For now, supporters of keeping the death penalty note that they are being outspent by large margins.
Backers of Proposition 34 have raised roughly $2 million so far this year from a variety of Silicon Valley and Hollywood executives, ACLU chapters and others.
Opponents of the measure have reported raising barely $50,000, although they say they expect more contributions from law enforcement groups and elected officials and that they hope voters' long-standing support for the death penalty will continue.
"I fully expect that they are going to massively outspend our side," Scheidegger said. "But there are limits to how much you can change people's minds with advertising."
2 comments:
The arguments in support of the ballot measure to abolish the death penalty are exaggerated at best and, in most cases, misleading and erroneous. Proposition 34 is being funded primarily by a wealthy company out of Chicago, the ACLU, and similarly-oriented trust funds. It includes provisions that would only make our prisons less safe for both other prisoners and prison officials and significantly increase the costs to taxpayers due to life-time medical costs, the increased security required to coerce former death-row inmates to work, etc. The amount “saved” in order to help fund law enforcement is negligible and only for a short period of time. Bottom line, the “SAFE” Act is an attempt by those who are responsible for the high costs and lack of executions to now persuade voters to abandon it on those grounds. Obviously, these arguments would disappear if the death penalty was carried forth in accordance with the law. Get the facts at and supporting evidence at http://cadeathpenalty.webs.com and http://waiting4justice.org/.
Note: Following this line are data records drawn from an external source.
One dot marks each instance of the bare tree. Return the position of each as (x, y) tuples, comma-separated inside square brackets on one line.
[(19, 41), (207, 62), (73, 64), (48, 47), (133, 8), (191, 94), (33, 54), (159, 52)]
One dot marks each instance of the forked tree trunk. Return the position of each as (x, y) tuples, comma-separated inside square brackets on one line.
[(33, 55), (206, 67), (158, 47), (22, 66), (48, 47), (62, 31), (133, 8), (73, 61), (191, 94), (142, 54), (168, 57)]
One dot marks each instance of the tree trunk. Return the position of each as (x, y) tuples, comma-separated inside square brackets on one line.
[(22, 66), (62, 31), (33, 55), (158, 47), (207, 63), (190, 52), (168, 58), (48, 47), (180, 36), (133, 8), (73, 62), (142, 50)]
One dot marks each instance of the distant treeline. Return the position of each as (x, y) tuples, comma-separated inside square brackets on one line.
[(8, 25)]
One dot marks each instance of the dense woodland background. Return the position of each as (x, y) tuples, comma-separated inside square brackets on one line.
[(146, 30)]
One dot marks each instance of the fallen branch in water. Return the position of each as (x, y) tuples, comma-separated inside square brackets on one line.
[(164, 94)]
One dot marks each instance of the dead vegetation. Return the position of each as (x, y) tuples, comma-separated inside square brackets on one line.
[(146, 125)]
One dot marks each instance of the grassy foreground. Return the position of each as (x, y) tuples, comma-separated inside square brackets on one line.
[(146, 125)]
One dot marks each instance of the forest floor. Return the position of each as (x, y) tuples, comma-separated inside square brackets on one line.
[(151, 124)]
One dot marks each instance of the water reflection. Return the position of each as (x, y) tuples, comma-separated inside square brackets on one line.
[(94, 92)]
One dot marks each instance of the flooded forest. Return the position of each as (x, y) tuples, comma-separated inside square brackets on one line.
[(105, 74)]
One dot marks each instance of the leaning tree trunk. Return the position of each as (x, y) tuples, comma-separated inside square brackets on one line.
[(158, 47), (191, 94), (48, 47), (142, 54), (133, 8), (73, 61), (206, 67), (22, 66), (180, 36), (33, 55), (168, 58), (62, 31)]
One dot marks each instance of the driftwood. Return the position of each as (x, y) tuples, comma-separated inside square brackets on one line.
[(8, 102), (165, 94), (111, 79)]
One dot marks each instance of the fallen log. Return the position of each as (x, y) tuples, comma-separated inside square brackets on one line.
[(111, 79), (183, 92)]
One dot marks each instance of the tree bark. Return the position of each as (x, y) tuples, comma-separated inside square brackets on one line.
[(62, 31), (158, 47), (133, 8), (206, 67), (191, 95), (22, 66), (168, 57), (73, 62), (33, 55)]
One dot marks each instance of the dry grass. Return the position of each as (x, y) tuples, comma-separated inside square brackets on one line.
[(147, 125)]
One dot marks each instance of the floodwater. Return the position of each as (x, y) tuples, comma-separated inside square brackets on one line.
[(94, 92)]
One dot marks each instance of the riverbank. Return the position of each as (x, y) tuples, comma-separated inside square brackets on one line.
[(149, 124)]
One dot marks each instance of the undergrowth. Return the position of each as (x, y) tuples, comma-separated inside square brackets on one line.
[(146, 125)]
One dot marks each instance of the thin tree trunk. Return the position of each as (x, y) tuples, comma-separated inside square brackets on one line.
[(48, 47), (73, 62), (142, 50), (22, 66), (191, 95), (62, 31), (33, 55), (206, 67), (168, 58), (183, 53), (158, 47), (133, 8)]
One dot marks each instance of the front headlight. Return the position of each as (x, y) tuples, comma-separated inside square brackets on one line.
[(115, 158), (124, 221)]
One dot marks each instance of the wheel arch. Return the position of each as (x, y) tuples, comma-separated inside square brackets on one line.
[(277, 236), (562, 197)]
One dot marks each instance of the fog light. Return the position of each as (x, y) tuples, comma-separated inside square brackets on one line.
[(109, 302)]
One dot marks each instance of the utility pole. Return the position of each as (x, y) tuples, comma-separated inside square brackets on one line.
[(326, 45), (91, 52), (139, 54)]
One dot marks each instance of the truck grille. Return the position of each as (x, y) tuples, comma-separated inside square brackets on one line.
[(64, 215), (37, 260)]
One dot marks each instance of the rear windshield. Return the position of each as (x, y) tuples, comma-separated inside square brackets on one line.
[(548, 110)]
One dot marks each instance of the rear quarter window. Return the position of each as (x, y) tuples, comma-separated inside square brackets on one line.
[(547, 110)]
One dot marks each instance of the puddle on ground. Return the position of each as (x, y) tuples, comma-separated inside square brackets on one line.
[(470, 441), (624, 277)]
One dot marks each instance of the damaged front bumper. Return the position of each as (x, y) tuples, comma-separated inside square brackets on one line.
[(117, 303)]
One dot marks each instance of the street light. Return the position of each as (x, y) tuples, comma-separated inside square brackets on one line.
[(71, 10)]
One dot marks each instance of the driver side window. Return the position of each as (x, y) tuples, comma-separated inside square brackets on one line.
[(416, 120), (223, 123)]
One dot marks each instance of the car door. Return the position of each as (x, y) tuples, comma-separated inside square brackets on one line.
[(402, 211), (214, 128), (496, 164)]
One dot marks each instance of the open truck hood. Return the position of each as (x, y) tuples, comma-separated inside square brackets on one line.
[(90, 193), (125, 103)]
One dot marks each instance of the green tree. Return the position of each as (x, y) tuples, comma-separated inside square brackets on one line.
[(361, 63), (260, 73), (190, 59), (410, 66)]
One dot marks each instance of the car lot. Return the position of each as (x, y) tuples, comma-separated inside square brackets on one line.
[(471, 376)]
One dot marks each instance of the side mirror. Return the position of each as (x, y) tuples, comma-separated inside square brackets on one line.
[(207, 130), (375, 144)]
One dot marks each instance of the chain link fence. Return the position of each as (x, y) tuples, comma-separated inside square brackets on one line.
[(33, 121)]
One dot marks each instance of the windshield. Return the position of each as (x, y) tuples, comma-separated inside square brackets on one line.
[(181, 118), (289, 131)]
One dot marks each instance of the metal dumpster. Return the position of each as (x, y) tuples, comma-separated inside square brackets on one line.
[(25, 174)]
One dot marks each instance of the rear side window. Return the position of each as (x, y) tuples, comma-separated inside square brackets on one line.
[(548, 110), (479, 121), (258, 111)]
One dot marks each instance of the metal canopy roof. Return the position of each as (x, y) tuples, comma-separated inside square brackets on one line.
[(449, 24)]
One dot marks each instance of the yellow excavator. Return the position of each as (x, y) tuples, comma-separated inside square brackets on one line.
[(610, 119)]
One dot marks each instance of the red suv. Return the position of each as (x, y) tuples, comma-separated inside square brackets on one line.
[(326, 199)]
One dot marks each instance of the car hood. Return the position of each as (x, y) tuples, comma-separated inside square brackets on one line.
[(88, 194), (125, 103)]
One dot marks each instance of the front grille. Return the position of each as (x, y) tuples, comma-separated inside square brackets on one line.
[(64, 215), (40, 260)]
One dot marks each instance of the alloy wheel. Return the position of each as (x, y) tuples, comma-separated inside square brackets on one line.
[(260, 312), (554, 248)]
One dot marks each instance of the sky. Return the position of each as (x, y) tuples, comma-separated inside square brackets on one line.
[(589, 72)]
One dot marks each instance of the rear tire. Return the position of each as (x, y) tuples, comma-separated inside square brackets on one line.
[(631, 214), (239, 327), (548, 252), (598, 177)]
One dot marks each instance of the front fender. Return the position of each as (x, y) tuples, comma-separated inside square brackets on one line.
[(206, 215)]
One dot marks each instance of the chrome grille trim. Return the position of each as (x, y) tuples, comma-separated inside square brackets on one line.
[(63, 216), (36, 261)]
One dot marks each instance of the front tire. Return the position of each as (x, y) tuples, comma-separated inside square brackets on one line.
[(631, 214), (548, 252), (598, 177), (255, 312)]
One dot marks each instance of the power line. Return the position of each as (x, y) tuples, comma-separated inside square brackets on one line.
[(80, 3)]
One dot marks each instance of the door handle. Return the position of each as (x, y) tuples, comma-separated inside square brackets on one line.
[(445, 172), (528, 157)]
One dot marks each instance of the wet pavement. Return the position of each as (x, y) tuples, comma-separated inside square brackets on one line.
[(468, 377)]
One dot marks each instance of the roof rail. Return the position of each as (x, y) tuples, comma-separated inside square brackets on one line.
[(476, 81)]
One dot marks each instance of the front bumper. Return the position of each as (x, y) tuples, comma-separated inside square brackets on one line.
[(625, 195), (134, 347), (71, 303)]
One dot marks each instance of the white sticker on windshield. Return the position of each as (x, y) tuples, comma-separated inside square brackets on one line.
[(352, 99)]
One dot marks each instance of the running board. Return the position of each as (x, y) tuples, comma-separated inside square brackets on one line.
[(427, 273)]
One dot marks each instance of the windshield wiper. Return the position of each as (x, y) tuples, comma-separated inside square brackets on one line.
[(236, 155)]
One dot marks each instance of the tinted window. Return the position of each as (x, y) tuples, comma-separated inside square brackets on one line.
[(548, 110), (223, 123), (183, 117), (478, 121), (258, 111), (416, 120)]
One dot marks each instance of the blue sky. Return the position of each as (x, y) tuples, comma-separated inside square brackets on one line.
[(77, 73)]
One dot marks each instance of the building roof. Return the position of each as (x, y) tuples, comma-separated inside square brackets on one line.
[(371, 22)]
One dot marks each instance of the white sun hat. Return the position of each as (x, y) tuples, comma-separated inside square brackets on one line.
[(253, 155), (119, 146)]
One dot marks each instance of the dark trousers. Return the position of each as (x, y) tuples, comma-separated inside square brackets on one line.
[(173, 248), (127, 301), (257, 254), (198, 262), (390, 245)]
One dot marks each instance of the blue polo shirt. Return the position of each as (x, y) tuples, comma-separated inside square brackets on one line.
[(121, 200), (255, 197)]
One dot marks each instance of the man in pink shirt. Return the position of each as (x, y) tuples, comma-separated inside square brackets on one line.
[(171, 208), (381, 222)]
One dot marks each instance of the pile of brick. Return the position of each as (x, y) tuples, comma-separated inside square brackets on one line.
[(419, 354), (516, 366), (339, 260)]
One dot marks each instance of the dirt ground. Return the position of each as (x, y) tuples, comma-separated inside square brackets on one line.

Unfortunately half-truths and outright lies are often very effective political fodder. I think it is completely possible that this thing will pass this time around with a combination of the anti-death penalty types, the criminal lobby, and assorted misguided fiscal conservatives. Not that it really matters, we don't have an actual, functional death penalty anyway, if we croaked one a day starting right now it would take two years to flush the backlog out, and there are actually very few who have run out all of their appeals.